The estimated model.

Return type:

model

get_params(deep=False)

Get the parameters.

Returns:

params – Parameter names mapped to their values.

Return type:

mapping of string to any

set_params(**params)

Set the parameters of this estimator.

The method works on simple estimators as well as on nested objects (such as pipelines). The latter have parameters of the form <component>__<parameter> so that it’s possible to update each component of a nested object.

Parameters:

**params (dict) – Estimator parameters.

Returns:

self – Estimator instance.

Return type:

object

property has_model: bool

Property reporting whether this estimator contains an estimated model. This assumes that the model is initialized with None otherwise.

Type:

bool

property initial_distribution_prior: Optional[Union[str, float, ndarray]]

Prior for the initial distribution.

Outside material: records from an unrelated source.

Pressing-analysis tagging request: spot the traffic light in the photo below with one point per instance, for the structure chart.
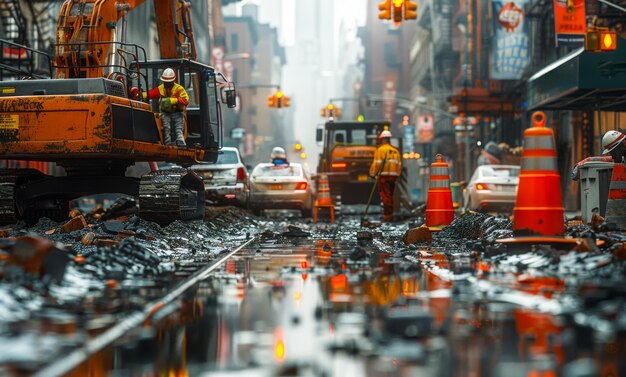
(600, 40)
(271, 101)
(279, 99)
(397, 10)
(410, 10)
(385, 10)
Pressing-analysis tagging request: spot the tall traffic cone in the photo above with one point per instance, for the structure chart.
(616, 204)
(439, 210)
(323, 198)
(539, 206)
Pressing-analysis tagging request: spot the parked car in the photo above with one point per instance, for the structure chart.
(281, 186)
(492, 188)
(226, 181)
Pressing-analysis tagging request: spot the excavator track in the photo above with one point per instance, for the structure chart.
(14, 207)
(172, 194)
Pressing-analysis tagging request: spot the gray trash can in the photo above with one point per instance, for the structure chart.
(595, 178)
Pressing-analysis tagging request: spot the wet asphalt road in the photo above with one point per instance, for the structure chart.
(326, 300)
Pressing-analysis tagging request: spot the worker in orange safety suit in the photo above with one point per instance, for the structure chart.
(173, 99)
(386, 168)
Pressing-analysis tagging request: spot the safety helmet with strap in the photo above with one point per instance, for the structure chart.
(611, 140)
(385, 134)
(168, 75)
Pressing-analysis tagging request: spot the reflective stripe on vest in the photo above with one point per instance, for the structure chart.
(539, 163)
(439, 171)
(539, 142)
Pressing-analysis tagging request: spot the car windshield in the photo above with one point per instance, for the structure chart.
(227, 157)
(277, 171)
(504, 172)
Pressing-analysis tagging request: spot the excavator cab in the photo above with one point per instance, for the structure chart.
(202, 116)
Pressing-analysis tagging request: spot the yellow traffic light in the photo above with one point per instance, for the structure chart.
(410, 10)
(600, 40)
(271, 101)
(385, 10)
(608, 41)
(397, 10)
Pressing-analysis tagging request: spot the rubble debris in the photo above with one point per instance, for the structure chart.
(39, 257)
(113, 226)
(295, 231)
(417, 235)
(123, 206)
(76, 223)
(362, 235)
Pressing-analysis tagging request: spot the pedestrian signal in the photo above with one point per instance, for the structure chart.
(410, 10)
(385, 10)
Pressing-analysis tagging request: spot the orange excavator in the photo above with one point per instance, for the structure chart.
(86, 121)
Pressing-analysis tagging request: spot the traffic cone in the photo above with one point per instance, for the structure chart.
(539, 205)
(439, 210)
(616, 204)
(323, 198)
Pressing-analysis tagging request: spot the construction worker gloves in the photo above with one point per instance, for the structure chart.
(168, 104)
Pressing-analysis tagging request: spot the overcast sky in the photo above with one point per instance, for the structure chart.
(351, 12)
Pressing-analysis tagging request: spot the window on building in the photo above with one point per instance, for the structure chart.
(234, 42)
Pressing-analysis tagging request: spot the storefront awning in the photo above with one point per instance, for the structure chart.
(582, 80)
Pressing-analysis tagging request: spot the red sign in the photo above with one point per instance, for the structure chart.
(569, 22)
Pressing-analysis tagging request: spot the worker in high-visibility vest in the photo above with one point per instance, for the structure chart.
(614, 143)
(386, 168)
(173, 99)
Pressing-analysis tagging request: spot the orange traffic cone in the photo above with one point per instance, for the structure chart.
(539, 205)
(323, 198)
(616, 204)
(439, 210)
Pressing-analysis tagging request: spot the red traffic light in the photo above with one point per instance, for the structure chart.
(410, 10)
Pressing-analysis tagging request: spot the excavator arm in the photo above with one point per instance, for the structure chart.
(91, 40)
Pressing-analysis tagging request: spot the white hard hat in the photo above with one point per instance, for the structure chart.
(168, 75)
(611, 140)
(385, 133)
(278, 152)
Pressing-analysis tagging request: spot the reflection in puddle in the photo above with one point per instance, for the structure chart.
(312, 310)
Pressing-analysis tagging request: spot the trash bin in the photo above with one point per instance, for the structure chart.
(595, 178)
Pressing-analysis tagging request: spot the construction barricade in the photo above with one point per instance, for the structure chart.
(439, 209)
(539, 205)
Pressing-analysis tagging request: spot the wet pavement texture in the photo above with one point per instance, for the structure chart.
(323, 300)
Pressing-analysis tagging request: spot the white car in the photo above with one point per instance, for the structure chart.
(492, 188)
(226, 181)
(280, 186)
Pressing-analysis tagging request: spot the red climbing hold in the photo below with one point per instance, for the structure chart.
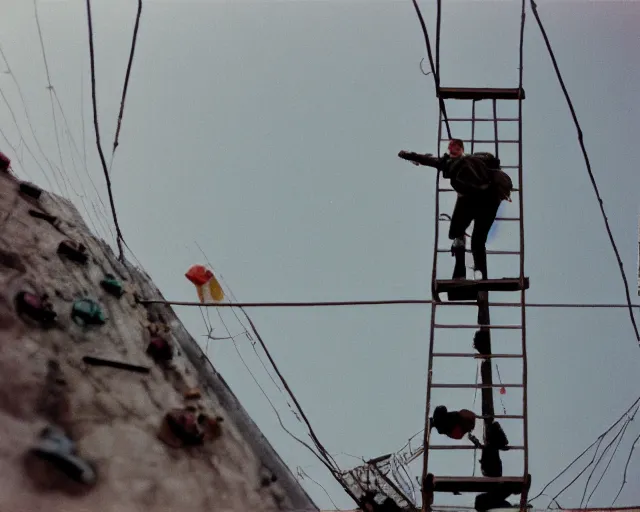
(199, 275)
(188, 427)
(37, 308)
(74, 251)
(5, 162)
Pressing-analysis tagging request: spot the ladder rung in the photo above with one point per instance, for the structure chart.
(515, 484)
(475, 386)
(489, 141)
(477, 356)
(475, 326)
(465, 447)
(503, 417)
(483, 119)
(480, 93)
(488, 252)
(506, 284)
(447, 219)
(451, 190)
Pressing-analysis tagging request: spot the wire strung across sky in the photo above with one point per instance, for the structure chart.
(374, 303)
(119, 237)
(597, 442)
(534, 8)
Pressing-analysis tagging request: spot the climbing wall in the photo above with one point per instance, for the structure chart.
(105, 404)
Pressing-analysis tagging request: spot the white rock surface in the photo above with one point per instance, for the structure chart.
(113, 415)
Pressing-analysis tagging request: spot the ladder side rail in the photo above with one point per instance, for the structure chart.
(425, 442)
(495, 127)
(523, 306)
(473, 124)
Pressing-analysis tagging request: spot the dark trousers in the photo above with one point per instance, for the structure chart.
(481, 209)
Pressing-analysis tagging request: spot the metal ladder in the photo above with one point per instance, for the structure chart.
(471, 293)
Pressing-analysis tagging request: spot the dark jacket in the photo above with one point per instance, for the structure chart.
(468, 174)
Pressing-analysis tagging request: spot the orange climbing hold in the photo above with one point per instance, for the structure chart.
(204, 280)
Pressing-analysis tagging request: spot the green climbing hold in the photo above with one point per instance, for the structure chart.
(87, 311)
(112, 285)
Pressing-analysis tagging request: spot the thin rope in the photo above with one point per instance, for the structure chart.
(375, 303)
(534, 7)
(119, 238)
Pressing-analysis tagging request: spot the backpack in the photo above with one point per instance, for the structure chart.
(480, 171)
(500, 179)
(502, 183)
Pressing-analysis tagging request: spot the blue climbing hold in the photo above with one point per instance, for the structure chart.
(112, 286)
(87, 311)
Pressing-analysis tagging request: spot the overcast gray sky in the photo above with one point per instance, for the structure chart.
(267, 131)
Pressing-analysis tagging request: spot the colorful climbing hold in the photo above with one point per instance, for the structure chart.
(112, 286)
(74, 251)
(5, 162)
(55, 447)
(192, 394)
(160, 350)
(37, 308)
(185, 427)
(204, 280)
(30, 190)
(87, 311)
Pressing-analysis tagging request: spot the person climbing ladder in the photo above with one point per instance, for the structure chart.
(481, 187)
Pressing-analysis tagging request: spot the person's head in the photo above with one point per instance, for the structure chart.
(456, 148)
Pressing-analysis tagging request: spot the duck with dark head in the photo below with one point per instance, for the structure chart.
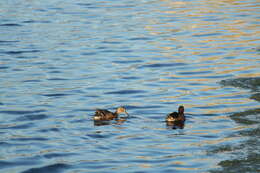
(105, 115)
(176, 119)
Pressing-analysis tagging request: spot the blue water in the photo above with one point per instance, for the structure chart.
(60, 60)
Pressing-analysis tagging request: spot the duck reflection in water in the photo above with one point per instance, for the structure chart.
(103, 117)
(176, 119)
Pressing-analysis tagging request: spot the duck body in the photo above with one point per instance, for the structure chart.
(105, 115)
(176, 116)
(102, 115)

For a more detailed description refer to __init__().

property initial_hmm: HiddenMarkovModel

The prior HMM. An estimator with a default prior HMM can be generated using the static default() method.

property model

Shortcut to fetch_model().

property n_samples: int

Number of sampled models.

property reversible

If True, a prior that enforces reversible transition matrices (detailed balance) is used; otherwise, a standard non-reversible prior is used.

property stationary

If True, the stationary distribution of the transition matrix will be used as initial distribution. Only use True if you are confident that the observation trajectories are started from a global equilibrium. If False, the initial distribution will be estimated as usual from the first step of the hidden trajectories.

property store_hidden

Store hidden trajectories in sampled HMMs, see BayesianHMMPosterior.hidden_state_trajectories_samples.

property transition_matrix_prior

Prior for the transition matrix. For a more detailed description refer to __init__().